We might consider whether a 3rd-order polynomial would provide a better fit:

```{r}
m3 <- lmer(food_pinching_efficiency ~
    poly(chopstick_length_10cm, 3) + # exercise
    (1 | individual), data = d, REML = FALSE)
arm::display(m3)
bbmle::AICctab(m2, m3)
```

What does the AIC table tell us?

The last residual plot didn't look ideal. How are some ways we might go about fixing that?

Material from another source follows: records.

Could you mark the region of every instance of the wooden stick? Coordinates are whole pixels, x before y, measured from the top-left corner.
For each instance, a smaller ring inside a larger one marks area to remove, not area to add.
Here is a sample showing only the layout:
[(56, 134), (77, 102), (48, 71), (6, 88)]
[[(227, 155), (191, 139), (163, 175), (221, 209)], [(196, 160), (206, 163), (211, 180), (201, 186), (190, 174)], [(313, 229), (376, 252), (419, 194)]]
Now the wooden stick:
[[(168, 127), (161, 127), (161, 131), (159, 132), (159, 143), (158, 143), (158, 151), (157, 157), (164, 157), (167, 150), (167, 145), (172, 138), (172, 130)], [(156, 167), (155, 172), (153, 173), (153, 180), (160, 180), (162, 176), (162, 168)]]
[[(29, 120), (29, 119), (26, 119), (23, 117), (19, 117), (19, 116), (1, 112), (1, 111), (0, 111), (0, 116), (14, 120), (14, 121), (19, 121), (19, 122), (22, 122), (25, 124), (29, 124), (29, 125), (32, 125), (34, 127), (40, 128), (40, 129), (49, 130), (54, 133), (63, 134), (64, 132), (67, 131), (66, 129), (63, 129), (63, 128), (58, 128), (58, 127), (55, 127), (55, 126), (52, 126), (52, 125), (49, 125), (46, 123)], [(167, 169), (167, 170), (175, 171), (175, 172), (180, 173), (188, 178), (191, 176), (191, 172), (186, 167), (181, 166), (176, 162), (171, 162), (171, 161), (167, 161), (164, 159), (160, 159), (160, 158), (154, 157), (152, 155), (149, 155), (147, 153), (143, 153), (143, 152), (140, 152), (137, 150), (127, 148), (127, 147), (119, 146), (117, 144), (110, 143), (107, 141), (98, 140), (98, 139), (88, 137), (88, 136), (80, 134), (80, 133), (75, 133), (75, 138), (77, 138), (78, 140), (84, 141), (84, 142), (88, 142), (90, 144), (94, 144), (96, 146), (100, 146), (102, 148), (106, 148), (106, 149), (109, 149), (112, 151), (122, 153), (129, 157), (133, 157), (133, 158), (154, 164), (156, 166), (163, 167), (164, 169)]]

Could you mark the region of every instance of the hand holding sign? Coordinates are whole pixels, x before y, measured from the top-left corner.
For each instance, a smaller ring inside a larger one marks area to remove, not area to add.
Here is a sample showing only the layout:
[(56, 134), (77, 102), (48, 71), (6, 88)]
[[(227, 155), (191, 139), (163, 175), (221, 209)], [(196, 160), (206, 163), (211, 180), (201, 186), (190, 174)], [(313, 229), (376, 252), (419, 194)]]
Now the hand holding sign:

One method would be to treat the different lengths of sticks as independent levels or factors. <!-- exercise -->

```{r}
d$chp_fct <- as.factor(d$chopstick_length)
m4 <- lmer(food_pinching_efficiency ~ 0 + chp_fct +
    (1 | individual), data = d, REML = FALSE)
```

Now how do the residuals look?

```{r}
d$resids <- residuals(m4)
ggplot(d, aes(chopstick_length_10cm, resids)) + geom_point() +
  geom_smooth(se = FALSE, method = 'loess')
```

And what does AIC tell us when comparing these models?

```{r}
bbmle::AICctab(m2, m3, m4)
```

```{r}
arm::display(m4)
```

If we wanted to use this model for final inference, we should refit it with `REML = TRUE`:

```{r}
m4_reml <- lmer(food_pinching_efficiency ~ 0 + chp_fct + (1 | individual),
  data = d, REML = TRUE) # exercise
arm::display(m4)
arm::display(m4_reml)
```

What do you notice changes the most between the 2 models?

# Interpreting the factor coefficients

What do the `chp_fct` coefficients represent in the model?

How would we go about comparing the coefficients between 2 levels? Can we simply check whether their confidence intervals overlap? Why or why not?

This is a great reference:

Schielzeth, H. (2010). Simple means to improve the interpretability of regression coefficients. Methods Ecol. Evol. 1, 103–113. <https://doi.org/10.1111/j.2041-210X.2010.00012.x>

We can (1) relevel our factor and refit, (2) do that manually with the variance-covariance matrix, or (3) have the emmeans package do that for us with the pairs or constrast function.

E.g. <https://gist.github.com/seananderson/9ec42a6ee9fb84a61737b631dd57e7a1>

# Addendum

How large are the effect sizes in these models? Are they meaningful?

How else could you model these data?

How would you go about determining the statistical power of this study?